Sókrates is an active participant in your operations. Because the appliance provides serious local compute power, it doesn’t just store your knowledge graph. It continuously computes across it, actively hunting for friction:
- Every purchase order over a certain amount passes through four departments when company policy says it only needs two.
- Two teams are duplicating onboarding work because their SaaS tools don’t sync properly.
- A workflow that used to take two days now takes five, and the exact bottleneck is a newly implemented compliance rule.
These aren’t static dashboards or monthly reports. They are living observations. When the delayed invoice is finally approved in the real world, the anomaly automatically disappears. The system is self-healing by design.
The Sovereignty Paradox: Solved by Hardware
Enterprise AI is plagued by a contradiction. Models need vast amounts of data to get smart, but European companies and regulated industries cannot send proprietary operational data to cloud platforms due to privacy laws, GDPR, and basic commercial prudence.
Sókrates solves this at the hardware level:
Your data never leaves the physical box. Strict OS-level network rules (security model) guarantee it. The AI model runs locally. Fine-tuning happens on your own hardware, with your own data.
The intelligence still compounds. While your row-level data stays local, Sókrates shares structural patterns — not facts — with the wider fleet. If a Sókrates deployment at a logistics company discovers a brilliant new way to detect supply-chain bottlenecks, those abstract mathematical patterns improve every box in the fleet. You get the compounding intelligence of a global network with the security of an air-gapped server room.
Intelligence as a Capacity, Not a Tool
Almost every product on the market is a singular solution to a specific problem. CRM software solves contact management. When your problem shifts to pipeline forecasting, you buy a different product. Solutions are rigid. Problems drift.
Intelligence is the ability to select appropriate means to achieve desired ends. By deploying a physical appliance that cleans your data and applies general reasoning to your operational topology, you are not buying a tool. You are installing a capacity. You do not replace a capacity; you rely on it.

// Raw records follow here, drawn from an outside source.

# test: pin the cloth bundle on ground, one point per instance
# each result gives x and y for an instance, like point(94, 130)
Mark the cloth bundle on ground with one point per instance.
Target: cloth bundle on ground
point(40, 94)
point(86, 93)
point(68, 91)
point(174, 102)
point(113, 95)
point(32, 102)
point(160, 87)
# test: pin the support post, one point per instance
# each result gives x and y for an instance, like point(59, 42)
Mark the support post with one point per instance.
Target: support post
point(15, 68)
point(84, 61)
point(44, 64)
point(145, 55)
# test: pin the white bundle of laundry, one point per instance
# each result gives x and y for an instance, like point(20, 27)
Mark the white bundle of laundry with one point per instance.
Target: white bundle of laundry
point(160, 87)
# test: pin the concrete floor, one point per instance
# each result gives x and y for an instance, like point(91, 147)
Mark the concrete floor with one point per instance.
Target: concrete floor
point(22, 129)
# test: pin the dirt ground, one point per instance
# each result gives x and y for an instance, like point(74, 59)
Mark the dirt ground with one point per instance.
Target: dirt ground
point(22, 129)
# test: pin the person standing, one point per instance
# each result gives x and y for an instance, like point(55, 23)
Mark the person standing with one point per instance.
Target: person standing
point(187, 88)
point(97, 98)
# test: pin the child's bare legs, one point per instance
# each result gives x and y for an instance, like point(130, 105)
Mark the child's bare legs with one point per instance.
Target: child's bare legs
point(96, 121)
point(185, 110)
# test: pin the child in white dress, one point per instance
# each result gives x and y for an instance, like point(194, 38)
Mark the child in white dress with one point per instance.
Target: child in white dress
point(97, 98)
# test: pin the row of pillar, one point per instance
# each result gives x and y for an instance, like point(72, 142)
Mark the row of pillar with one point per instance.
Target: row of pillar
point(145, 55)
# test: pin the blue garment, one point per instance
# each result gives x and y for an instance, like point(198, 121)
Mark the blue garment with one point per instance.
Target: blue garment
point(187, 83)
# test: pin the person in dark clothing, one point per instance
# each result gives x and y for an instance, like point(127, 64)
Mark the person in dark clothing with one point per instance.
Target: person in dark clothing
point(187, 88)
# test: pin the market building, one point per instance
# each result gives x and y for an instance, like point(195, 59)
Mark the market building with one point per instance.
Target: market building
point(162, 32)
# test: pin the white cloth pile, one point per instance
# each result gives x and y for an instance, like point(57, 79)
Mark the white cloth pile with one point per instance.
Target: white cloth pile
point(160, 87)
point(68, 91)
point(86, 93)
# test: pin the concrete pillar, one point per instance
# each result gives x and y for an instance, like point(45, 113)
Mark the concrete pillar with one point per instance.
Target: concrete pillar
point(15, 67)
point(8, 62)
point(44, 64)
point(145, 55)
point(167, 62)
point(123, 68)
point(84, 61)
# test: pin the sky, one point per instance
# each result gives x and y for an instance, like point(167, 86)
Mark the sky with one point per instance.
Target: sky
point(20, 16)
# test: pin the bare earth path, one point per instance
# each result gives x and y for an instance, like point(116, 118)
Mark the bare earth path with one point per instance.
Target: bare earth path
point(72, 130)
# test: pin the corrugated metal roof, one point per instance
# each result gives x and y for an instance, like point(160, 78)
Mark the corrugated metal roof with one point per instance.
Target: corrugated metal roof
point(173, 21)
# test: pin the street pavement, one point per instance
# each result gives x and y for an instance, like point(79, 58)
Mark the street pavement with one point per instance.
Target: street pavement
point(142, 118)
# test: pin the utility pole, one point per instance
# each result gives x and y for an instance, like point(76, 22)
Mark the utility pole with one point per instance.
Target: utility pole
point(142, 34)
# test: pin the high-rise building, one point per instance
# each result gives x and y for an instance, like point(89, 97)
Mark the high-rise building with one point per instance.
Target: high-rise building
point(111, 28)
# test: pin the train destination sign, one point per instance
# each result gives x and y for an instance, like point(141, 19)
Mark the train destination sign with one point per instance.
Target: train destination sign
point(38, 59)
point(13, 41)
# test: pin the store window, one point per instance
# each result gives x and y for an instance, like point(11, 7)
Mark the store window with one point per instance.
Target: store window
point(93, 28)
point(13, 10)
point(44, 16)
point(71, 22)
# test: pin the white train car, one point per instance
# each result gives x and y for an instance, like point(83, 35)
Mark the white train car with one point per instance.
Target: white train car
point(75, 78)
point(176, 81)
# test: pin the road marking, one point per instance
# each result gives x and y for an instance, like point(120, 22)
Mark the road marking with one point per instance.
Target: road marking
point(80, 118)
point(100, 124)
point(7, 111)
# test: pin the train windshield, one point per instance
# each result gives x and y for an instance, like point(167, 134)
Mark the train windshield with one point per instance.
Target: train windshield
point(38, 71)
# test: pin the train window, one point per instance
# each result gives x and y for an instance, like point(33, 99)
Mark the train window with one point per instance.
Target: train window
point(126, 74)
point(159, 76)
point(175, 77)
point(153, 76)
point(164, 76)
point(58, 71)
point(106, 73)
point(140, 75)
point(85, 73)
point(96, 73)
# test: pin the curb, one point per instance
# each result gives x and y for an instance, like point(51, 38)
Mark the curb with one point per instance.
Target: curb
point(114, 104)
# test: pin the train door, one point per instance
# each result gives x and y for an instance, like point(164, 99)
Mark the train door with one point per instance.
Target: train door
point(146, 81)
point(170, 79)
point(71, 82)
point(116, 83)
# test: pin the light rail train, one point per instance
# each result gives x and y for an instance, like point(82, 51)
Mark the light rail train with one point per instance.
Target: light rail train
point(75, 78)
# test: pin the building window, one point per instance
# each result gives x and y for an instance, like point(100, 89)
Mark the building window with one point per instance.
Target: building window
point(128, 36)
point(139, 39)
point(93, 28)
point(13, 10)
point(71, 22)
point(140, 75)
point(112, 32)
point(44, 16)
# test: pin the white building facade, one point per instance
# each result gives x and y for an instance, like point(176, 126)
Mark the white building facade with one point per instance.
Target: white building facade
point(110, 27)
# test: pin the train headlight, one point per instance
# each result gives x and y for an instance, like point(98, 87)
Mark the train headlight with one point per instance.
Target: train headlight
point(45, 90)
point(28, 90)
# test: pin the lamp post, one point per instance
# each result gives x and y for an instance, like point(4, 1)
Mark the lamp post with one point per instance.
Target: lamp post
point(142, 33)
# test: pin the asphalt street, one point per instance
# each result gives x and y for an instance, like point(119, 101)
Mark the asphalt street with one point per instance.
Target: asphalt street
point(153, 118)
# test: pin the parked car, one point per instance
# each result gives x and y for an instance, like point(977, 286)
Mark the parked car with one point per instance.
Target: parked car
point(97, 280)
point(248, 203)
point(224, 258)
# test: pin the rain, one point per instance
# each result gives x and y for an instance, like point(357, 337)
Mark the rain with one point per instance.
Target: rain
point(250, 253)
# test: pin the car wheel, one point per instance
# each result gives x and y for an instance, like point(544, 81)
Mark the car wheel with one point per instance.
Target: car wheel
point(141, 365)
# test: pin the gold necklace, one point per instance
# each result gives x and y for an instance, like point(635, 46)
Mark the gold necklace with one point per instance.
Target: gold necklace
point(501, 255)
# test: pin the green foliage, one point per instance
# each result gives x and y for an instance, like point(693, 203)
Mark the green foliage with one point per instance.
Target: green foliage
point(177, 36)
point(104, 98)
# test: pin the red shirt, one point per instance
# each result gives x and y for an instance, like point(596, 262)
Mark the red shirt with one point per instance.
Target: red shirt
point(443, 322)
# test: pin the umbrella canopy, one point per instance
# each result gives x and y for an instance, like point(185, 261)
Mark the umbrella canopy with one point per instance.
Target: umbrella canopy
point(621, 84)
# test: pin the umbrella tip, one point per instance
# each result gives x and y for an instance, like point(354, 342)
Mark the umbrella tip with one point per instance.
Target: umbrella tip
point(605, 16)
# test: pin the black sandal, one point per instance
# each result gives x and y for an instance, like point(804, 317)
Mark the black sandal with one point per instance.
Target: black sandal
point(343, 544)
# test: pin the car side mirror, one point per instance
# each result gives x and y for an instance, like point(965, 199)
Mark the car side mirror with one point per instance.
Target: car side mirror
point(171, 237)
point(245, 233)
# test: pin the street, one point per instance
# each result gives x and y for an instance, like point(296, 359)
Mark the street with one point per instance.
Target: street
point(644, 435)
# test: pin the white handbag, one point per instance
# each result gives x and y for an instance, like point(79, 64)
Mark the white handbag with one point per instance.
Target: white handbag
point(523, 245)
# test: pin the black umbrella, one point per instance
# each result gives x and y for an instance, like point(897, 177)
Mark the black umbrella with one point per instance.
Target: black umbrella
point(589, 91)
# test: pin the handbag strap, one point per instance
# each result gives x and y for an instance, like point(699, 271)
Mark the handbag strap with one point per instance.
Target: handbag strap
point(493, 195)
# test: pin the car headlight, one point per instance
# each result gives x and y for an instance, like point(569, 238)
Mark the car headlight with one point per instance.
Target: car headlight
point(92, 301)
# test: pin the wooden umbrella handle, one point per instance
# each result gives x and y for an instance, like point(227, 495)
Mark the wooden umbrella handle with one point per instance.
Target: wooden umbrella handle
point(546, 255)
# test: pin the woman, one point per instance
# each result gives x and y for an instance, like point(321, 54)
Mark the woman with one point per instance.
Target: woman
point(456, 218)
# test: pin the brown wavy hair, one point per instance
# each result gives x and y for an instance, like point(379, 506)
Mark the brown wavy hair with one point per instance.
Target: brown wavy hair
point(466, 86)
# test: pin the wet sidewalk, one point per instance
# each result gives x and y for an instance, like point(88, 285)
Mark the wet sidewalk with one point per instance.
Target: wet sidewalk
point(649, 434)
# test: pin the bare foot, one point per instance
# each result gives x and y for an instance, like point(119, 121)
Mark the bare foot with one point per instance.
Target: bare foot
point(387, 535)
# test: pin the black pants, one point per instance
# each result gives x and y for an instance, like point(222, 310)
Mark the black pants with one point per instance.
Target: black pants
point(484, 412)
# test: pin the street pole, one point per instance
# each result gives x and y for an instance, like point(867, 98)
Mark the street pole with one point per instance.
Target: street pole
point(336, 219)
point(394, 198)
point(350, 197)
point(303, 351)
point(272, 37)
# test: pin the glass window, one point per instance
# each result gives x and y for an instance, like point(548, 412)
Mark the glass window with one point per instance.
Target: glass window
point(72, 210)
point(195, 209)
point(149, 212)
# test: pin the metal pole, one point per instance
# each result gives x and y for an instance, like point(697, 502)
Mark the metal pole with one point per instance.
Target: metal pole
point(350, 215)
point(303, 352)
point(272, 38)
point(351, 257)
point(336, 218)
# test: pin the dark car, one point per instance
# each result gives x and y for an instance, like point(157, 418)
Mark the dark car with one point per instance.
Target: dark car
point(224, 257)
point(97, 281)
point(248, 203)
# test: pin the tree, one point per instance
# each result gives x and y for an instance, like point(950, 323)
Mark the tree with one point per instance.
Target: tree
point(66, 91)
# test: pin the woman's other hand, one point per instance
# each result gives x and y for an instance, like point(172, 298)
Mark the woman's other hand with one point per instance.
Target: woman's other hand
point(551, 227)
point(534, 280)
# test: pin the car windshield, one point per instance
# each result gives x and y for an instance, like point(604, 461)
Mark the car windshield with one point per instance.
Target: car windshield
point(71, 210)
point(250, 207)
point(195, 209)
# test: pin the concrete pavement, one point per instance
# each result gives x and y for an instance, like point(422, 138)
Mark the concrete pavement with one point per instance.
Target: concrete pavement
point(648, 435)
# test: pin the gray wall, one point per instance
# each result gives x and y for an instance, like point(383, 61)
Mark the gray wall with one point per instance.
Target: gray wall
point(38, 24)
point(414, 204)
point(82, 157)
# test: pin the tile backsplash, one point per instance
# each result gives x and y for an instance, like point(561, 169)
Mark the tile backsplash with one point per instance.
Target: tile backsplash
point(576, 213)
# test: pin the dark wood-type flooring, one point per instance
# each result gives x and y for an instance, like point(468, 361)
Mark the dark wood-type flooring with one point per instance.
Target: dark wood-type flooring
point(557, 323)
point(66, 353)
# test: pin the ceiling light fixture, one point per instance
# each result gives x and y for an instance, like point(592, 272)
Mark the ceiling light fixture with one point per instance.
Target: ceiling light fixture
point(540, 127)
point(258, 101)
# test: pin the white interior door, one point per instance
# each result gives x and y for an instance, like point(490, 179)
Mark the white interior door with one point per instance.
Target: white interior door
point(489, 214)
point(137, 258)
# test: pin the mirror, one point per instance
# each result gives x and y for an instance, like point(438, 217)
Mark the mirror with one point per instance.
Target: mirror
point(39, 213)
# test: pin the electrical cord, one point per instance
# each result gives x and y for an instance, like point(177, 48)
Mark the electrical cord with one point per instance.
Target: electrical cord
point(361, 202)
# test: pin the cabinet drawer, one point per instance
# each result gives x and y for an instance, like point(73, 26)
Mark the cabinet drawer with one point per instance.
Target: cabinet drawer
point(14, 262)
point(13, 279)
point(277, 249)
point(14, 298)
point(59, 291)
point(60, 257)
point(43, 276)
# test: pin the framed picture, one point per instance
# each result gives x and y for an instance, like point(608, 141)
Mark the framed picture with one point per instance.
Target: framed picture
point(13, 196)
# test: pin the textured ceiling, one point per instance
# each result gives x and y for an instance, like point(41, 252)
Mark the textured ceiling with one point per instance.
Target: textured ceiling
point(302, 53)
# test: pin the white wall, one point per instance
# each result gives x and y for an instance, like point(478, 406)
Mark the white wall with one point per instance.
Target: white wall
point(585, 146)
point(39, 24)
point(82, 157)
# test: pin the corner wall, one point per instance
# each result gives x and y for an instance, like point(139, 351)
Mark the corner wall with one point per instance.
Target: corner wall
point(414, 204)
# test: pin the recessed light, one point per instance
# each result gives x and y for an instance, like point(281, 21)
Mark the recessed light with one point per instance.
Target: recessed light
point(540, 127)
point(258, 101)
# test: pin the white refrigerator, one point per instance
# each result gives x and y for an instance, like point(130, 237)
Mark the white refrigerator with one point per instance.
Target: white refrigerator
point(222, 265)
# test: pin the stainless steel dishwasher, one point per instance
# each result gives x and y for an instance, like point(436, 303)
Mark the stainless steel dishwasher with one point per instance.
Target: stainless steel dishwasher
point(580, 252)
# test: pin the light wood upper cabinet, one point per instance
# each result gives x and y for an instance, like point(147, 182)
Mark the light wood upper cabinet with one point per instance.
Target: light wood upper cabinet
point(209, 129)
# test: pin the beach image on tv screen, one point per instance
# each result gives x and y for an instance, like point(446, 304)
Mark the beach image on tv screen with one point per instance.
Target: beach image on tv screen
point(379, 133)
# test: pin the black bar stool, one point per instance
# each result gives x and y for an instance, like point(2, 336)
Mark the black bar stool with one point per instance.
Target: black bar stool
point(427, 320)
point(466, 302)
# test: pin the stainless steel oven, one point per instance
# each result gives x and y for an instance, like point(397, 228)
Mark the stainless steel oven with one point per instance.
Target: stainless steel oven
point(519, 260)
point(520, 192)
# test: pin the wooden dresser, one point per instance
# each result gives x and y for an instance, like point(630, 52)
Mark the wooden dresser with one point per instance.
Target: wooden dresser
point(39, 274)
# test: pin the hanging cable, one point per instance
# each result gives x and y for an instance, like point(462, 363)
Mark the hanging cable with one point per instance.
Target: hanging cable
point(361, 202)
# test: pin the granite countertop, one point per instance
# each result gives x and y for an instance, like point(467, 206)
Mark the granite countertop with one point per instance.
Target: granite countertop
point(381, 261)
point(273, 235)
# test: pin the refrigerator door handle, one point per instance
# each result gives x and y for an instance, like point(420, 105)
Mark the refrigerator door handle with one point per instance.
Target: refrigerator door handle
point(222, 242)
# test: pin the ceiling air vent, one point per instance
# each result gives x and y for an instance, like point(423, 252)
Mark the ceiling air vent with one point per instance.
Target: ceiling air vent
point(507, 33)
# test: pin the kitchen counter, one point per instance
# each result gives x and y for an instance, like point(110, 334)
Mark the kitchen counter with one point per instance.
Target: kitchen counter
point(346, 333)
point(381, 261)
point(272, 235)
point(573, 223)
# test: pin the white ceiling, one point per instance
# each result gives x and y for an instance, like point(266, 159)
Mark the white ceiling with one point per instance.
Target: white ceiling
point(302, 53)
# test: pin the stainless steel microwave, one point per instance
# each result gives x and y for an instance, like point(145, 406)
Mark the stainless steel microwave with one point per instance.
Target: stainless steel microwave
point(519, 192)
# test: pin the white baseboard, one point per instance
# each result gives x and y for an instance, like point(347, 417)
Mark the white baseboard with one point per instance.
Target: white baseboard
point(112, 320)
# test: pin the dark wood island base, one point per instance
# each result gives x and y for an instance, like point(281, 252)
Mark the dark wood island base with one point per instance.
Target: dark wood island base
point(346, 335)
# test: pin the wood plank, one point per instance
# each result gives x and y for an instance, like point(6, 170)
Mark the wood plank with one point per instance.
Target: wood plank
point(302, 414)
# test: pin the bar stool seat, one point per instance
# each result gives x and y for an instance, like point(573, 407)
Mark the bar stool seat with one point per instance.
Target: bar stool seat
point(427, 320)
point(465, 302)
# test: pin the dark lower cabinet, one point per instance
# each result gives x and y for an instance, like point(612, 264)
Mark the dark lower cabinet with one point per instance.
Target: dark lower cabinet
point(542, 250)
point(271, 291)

This is why the physical box is such a powerful differentiator. A SaaS subscription that solves one problem is interchangeable with the next subscription that does the same thing slightly better. A physical appliance that sits in your office, learns your business, and applies intelligence to whatever problem surfaces next — that is not interchangeable. It becomes part of how your organisation works.
The Economics
Sókrates is sold as a managed subscription. The physical hardware, the continuous model improvements, the automatic schema healing, and the fleet-wide intelligence updates are handled entirely by us. You get the output of a dedicated AI and data engineering team, without the payroll.
The unit economics are software, not services. The marginal cost of each additional deployment decreases as the accumulated intelligence grows. But the value delivered is that of a full technical team: data integration, schema management, organisational intelligence, and continuous monitoring.
Who It’s For
Sókrates is built for companies that:
- Have 20–500 employees and run multiple operational tools that refuse to talk to each other.
- Know their data is messy but cannot justify a dedicated data team.
- Have tried cloud AI wrappers and been disappointed — or burned — by the results.
- Care about data sovereignty, regulatory compliance, and keeping proprietary operational data off third-party servers.
Our initial market is Iceland — a dense, highly digitised economy where mid-sized enterprises have complex operations but lack the scale to build in-house AI teams. The architecture scales to any market. See Icelandic Market Discovery and AI Adoption Analysis and The AI Department Business Concept.
Sókrates. The AI department that fixes your data first, then thinks about your business.